Menurut Prabowo, masih banyak kebutuhan dasar masyarakat yang belum terpenuhi, seperti pembangunan jembatan desa.

Namun, anggaran daerah justru digunakan untuk hal-hal yang tidak menjadi prioritas.

Baca Juga: Walau Ngaku Puas dengan Kinerja 1 Tahun Danantara, Prabowo Subianto Ingatkan Jangan Ada Laporan Palsu dan Akal-akalan

“Banyak biaya yang harusnya dilaksanakan oleh kabupaten dan provinsi tidak dilaksanakan. Contoh tadi jembatan, jembatan desa, rakyat harus teriak, presiden harus turun tangan. Maaf, ada dana desa, ke mana dananya? Bupati ke mana, dana gubernur? Tapi oke lah, saya ambil tanggung jawab. Jadi, kita harus terbuka, kita harus fair,” ungkapnya saat sesi tanya jawab dengan jurnalis di kediaman Prabowo, Hambalang, Bogor, yang tayang Kamis (19/3/2026).

Ia menilai pola belanja daerah saat ini masih belum efisien, termasuk dalam penggunaan anggaran untuk fasilitas pejabat.

“Banyak pejabat itu menurut saya ini tidak efisien. Anda lihat sendiri. Kita buka-bukaan ya. Ada kabupaten, eh pemerintah daerah dia beli mobil dinas gubernur berapa? Rp8 miliar,” ungkapnya.

Baca Juga: 1.518 Huntara Sudah Dibangun di Gayo Lues Aceh, Target Rampung Total Jelang Lebaran 2026

Sebagai perbandingan, Prabowo menegaskan bahwa dirinya menggunakan kendaraan dinas buatan dalam negeri dengan harga jauh lebih rendah.

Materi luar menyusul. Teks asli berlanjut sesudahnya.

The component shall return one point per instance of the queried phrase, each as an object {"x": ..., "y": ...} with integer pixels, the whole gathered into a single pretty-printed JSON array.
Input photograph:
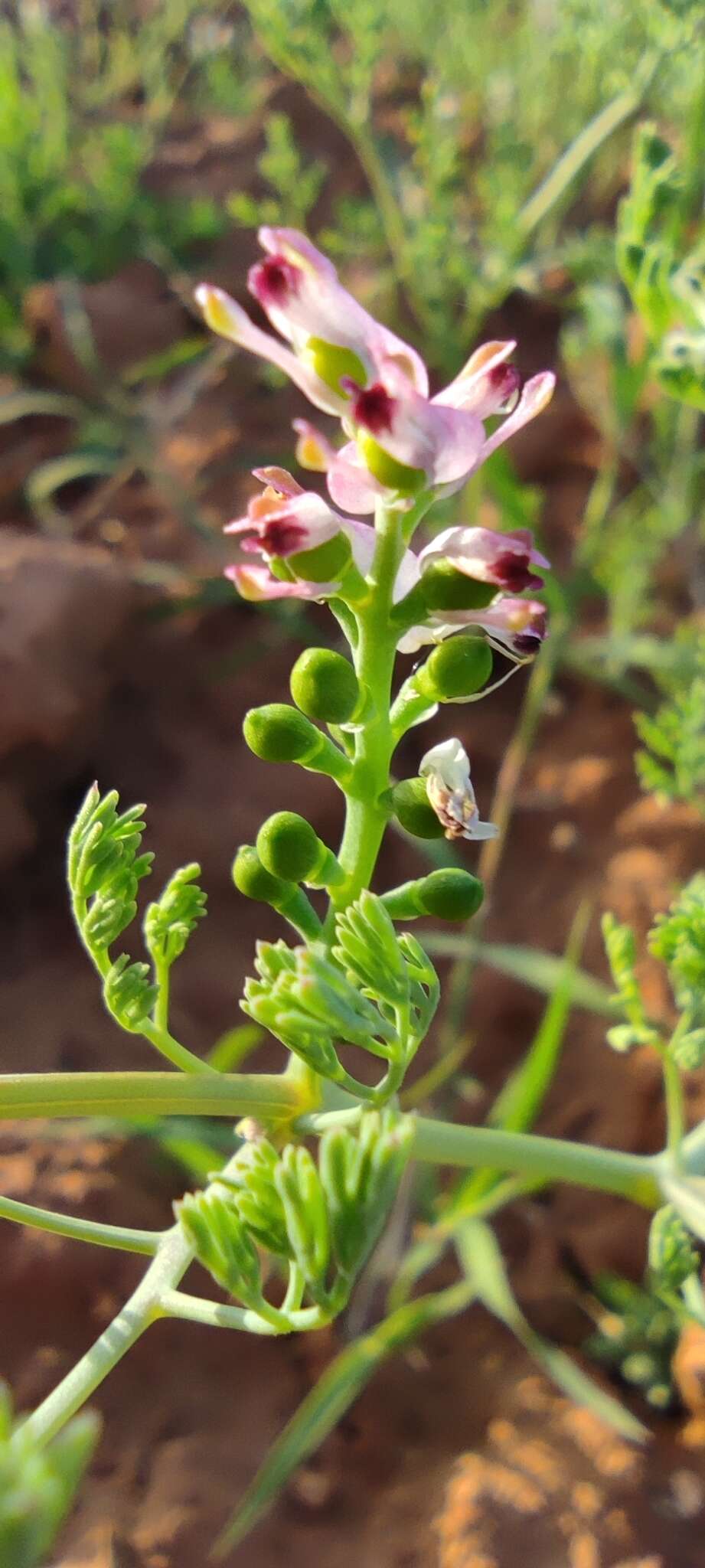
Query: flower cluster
[{"x": 401, "y": 449}]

“Saya Presiden Indonesia. Saya pakai mobil Maung buatan Indonesia. Harganya 700 juta itu. Mungkin karena ini presiden, ada anti peluru, mungkin jadi 1 miliar. Tapi tidak sampai 8 miliar. Kita selidiki semua, efisiensi,” tegasnya.

Presiden juga menekankan pentingnya kesadaran dan tanggung jawab kepala daerah dalam mengelola anggaran publik, terutama agar benar-benar digunakan untuk kepentingan rakyat.

“Habis itu kunjungan kerja-kunjungan kerja, sudahlah itu yang kita minta. Kesadaran, rasa tanggung jawab, iya kan?” lanjutnya.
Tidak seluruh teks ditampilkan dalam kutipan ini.